2 Task 1 - Basic Synthesis
The primary task for this assignment is to design a program that takes an input phrase and synthesises
it. The main steps in this procedure are as follows:-
• normalise the text (convert to lower case, remove punctuation, etc.) to give you a straightforward
sequence of words
• expand the word sequence to a phone (or “speech sound”) sequence – you should make
use of nltk.corpus.cmudict to do this, which is a pronunciation lexicon provided as part
of NLTK. It is already imported in the skeleton script for you, but you will need to find out
yourself what the cmudict object is, what it can do and so how to use it for your purposes.
Don’t forget, utterances should always start and end with a silence phone!

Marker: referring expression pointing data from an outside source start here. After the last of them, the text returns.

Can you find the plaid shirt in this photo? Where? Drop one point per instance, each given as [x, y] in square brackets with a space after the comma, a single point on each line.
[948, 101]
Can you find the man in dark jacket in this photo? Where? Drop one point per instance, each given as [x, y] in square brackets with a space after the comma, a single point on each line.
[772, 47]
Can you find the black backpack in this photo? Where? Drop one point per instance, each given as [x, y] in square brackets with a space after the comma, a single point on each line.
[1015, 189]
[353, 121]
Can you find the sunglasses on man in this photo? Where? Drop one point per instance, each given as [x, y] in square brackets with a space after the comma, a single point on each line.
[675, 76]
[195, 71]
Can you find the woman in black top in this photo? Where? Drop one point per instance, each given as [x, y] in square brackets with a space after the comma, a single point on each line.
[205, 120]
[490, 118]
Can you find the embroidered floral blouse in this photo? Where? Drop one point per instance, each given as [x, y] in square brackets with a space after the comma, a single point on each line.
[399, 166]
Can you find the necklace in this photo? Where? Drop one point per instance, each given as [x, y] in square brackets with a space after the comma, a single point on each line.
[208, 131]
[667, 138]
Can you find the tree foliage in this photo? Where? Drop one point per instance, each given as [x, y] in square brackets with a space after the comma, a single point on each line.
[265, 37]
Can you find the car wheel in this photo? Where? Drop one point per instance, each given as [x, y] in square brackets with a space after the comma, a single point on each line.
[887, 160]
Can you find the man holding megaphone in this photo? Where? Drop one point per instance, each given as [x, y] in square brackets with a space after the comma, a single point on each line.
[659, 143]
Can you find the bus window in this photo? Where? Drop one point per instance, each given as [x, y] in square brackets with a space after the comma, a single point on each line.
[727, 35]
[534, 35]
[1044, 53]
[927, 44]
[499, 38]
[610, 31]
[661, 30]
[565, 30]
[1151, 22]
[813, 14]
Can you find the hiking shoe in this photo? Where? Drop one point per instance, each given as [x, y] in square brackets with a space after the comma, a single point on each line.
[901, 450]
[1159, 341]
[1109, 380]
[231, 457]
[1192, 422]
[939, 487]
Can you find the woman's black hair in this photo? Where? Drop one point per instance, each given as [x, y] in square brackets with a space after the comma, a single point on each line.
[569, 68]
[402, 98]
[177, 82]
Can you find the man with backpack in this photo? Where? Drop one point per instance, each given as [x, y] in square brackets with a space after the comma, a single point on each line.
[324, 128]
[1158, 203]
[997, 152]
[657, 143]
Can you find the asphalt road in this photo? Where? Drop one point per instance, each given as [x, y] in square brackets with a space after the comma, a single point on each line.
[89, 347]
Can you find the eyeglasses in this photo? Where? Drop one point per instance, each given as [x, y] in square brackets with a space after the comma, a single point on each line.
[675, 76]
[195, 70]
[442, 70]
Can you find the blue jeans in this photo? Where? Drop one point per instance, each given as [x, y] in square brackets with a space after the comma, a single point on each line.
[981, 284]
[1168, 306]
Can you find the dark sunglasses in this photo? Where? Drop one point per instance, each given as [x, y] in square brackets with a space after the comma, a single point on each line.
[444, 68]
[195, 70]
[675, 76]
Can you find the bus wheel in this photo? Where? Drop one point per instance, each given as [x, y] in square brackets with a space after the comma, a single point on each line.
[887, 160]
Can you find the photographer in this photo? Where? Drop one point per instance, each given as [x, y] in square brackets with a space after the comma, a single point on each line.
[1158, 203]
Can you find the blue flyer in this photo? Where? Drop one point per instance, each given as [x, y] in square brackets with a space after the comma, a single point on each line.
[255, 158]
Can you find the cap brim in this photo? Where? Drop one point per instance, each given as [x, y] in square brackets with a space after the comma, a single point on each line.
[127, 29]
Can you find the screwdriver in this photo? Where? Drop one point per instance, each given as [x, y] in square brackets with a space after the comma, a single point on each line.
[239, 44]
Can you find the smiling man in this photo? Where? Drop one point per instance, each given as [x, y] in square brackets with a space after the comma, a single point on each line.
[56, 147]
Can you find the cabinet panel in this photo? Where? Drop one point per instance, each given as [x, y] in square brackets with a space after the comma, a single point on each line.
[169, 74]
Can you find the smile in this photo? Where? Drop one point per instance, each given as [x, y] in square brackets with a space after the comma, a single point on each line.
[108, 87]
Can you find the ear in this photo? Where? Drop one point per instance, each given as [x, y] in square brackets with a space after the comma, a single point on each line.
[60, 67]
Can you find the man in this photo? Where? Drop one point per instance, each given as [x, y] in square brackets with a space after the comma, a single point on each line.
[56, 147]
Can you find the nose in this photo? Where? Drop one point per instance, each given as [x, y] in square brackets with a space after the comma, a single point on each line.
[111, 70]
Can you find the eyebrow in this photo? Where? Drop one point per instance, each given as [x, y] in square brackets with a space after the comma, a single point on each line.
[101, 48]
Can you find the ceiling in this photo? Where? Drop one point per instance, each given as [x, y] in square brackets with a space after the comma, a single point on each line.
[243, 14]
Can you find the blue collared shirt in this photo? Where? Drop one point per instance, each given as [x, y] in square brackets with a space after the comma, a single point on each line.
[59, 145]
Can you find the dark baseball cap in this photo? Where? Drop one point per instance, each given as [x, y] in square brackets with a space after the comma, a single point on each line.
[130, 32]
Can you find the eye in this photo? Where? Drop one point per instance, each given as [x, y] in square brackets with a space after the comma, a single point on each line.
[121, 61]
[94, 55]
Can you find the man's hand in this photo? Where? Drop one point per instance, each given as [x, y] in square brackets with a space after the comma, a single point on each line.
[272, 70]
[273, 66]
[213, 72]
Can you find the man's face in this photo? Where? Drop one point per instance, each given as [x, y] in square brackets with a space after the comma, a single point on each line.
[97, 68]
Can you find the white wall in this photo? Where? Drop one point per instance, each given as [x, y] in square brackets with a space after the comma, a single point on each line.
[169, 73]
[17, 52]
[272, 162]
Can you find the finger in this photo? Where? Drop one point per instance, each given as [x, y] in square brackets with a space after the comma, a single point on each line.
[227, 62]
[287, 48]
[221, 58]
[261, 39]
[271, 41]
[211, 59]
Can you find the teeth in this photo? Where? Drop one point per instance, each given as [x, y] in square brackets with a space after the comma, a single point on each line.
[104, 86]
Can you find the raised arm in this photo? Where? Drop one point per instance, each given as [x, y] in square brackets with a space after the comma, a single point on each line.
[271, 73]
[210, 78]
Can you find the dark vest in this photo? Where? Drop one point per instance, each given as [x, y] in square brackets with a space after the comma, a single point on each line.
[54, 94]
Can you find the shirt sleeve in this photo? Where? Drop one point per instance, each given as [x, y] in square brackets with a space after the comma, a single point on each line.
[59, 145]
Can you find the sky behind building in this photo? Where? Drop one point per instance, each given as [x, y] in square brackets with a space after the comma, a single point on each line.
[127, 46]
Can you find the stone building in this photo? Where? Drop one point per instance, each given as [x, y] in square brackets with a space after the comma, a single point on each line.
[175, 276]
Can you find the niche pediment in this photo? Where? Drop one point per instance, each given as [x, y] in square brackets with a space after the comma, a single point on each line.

For example,
saying the sentence “Hello!” requires a phone sequence of [PAU, HH, AH, L, OW, PAU]
(where PAU is the label for the short pause or silence phone).
1
• expand the phone sequence to the corresponding diphone sequence (e.g. to say “Hello!”
we need [PAU-HH HH-AH AH-L...] etc.)
• concatenate the necessary diphone wav files together in the right order to produce the
required synthesised audio in an instance of the Audio class. Your aim here is to create a
single new waveform (e.g. one array of audio data in an Audio class instance), and not just
to quickly play one diphone sound after the other, for example.
A user should be able to execute your program by running the synth.py script from the command
line with arguments, e.g. the following should play “hello”:-
python synth.py -p "hello"
If a word is not in the cmudict then your program should take appropriate action (e.g. print an
informative message for the user and exit).
You can listen to the examples hello.wav and rose.wav in the ./examples subdirectory, which
were created as follows:-
python synth.py -o hello.wav "hello nice to meet you"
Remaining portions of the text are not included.